Bir ve bütün olmalıyız
Türk-İş Sakarya İl Temsilcisi Cemal Yaman, “15 Temmuz’da bu meydanda yine sizlerle beraber Türkiye’ye yapılmak istenen bir kalkışmaya karşı dimdik mücadele ettik. 12 ay sonra maalesef hala kalıntıları temizlenemeyen bir proje ve darbe girişimi ile karşı karşıya olduğumuzu anladık. FETÖ’nün kökleri emperyalist güçlerin elinde. İslamiyet’i ön plana koymak suretiyle tüm halkımızı kandırmışlardır. Bu meydanda geçen yıl yine konuşma imkânı bulduk. Ben konuşmamda her şerde bir hayır vardır dedim. 15 Temmuz’da bence Türkiye’nin kurtuluşu için bir hayır olmuştur. 249 şehit binlerce gazi verdik. Onların ahretteki yeri bellidir. Onlara bu ülke ne kadar gıpta etse azdır. Cennet bir ülkede yaşıyoruz. Türkiye’yi içeriden yıkamayacağını düşünenler dışarıdan planlar yaprak içeridekileri kullandılar. 15 Temmuz sonrası buradan kaçan hainler Yunanistan’a, Almanya’ya, Belçika’ya, Amerika’ya sığındılar. Bunlar ısrarlara rağmen iade edilmediler. Avrupa’dan Amerika’dan bize dost olmayacağı belli olmuştur. Milli İrade’ye sahip çıkmak suretiyle hepimiz bir ve bütün olmalıyız.”

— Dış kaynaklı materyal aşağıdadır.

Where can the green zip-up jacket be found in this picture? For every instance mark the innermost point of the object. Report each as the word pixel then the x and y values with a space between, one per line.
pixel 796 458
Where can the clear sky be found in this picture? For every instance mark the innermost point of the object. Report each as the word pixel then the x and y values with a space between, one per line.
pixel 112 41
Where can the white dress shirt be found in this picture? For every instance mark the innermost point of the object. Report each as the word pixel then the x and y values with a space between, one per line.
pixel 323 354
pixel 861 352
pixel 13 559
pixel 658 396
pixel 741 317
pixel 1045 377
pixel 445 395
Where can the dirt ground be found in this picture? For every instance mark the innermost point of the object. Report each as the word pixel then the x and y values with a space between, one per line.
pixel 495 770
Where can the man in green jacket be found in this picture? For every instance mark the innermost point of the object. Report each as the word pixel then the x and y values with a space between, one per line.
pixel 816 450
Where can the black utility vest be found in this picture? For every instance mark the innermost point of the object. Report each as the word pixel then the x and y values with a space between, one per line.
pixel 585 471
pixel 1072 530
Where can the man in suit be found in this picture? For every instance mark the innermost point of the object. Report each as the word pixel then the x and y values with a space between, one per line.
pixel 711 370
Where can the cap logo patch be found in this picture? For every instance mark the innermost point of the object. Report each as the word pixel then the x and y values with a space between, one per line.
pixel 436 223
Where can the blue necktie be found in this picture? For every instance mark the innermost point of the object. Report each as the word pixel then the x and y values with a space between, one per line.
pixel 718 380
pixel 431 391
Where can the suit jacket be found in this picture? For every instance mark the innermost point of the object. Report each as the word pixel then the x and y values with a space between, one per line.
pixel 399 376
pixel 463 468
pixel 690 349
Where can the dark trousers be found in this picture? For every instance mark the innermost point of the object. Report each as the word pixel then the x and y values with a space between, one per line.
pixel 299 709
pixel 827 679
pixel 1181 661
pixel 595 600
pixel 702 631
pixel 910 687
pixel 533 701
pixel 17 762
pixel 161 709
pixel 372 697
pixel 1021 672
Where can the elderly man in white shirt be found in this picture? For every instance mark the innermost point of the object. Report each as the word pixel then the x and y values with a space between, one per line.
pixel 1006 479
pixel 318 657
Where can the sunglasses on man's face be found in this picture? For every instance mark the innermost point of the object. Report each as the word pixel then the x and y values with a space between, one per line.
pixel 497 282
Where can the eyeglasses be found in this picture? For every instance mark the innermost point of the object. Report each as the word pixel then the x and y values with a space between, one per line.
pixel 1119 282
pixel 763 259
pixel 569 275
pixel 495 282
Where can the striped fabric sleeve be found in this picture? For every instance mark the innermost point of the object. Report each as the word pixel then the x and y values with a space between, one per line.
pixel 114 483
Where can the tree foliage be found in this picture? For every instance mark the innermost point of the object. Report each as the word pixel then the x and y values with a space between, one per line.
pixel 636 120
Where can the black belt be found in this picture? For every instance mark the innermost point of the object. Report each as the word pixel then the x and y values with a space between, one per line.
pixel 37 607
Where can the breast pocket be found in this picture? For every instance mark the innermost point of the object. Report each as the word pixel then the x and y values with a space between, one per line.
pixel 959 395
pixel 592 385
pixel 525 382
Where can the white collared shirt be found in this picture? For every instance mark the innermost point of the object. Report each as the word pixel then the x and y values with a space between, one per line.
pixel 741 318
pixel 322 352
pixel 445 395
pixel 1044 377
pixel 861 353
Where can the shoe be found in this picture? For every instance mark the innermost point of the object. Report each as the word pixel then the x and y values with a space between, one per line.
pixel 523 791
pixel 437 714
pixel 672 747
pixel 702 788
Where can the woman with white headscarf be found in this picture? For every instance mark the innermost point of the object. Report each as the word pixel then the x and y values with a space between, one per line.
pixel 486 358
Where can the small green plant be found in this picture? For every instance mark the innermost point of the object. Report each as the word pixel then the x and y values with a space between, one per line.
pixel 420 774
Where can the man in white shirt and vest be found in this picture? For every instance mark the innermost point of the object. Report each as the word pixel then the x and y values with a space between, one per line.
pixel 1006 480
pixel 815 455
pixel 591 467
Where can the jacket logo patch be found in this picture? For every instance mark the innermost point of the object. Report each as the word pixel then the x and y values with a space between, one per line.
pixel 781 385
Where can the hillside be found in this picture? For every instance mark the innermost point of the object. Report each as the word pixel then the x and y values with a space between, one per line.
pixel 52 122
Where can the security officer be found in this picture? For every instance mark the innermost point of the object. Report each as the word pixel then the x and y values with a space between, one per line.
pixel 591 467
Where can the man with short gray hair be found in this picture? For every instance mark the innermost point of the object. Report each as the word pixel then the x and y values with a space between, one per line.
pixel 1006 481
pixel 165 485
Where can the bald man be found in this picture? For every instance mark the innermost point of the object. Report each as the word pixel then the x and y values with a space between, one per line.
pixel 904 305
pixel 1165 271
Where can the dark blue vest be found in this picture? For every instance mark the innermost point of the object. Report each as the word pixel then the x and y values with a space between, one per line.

Emekçiler vatanına sahip çıktı
Hak-İş olarak hain darbeye karşı tepkilerini hemen ortaya koyduklarını söyleyen Hak-İş Sakarya Şube Başkanı Mesut Gökdemir, “Milletimiz tek vücut olarak hain darbe girişimini bertaraf etti. Nasıl o gece tanklara karşı durduysak, girişimin birinci yıldönümünde de üzerimize düşen görevleri yerine getirmek için meydanlardayız. Demokrasimize ve Milli İrade’ye sahip çıkmak için meydanlardayız. Girişimin ilk saatlerinde meydanlara indik, direndik, Hak-İş olarak 5 şehit 212 gazi verdik. Emekçilerin vatanına nasıl sahip çıktığını gösterdik. Ülkemiz dün olduğu gibi bugünde yarında vatan olarak kalacaktır. Meclisimiz 2 kez gazi unvanını almıştır. Birincisi Kurtuluş Savaşı’nı başlatarak, ikincisi 15 Temmuz’a direnerek alınan gaziliklerdir. 15 Temmuz’un Türkiye sınırları dışında da sonuçları var. Şehitlerimiz sadece bu topraklar için değil yeryüzündeki bütün mazlumlar için büyük anlam ifade ediyorlar. Bu kahramanlarımız yeni bir dünyanın inşası için hayatlarını feda ettiler. Şehitlerimizi ve gazilerimizi minnetle anıyoruz” diye konuştu.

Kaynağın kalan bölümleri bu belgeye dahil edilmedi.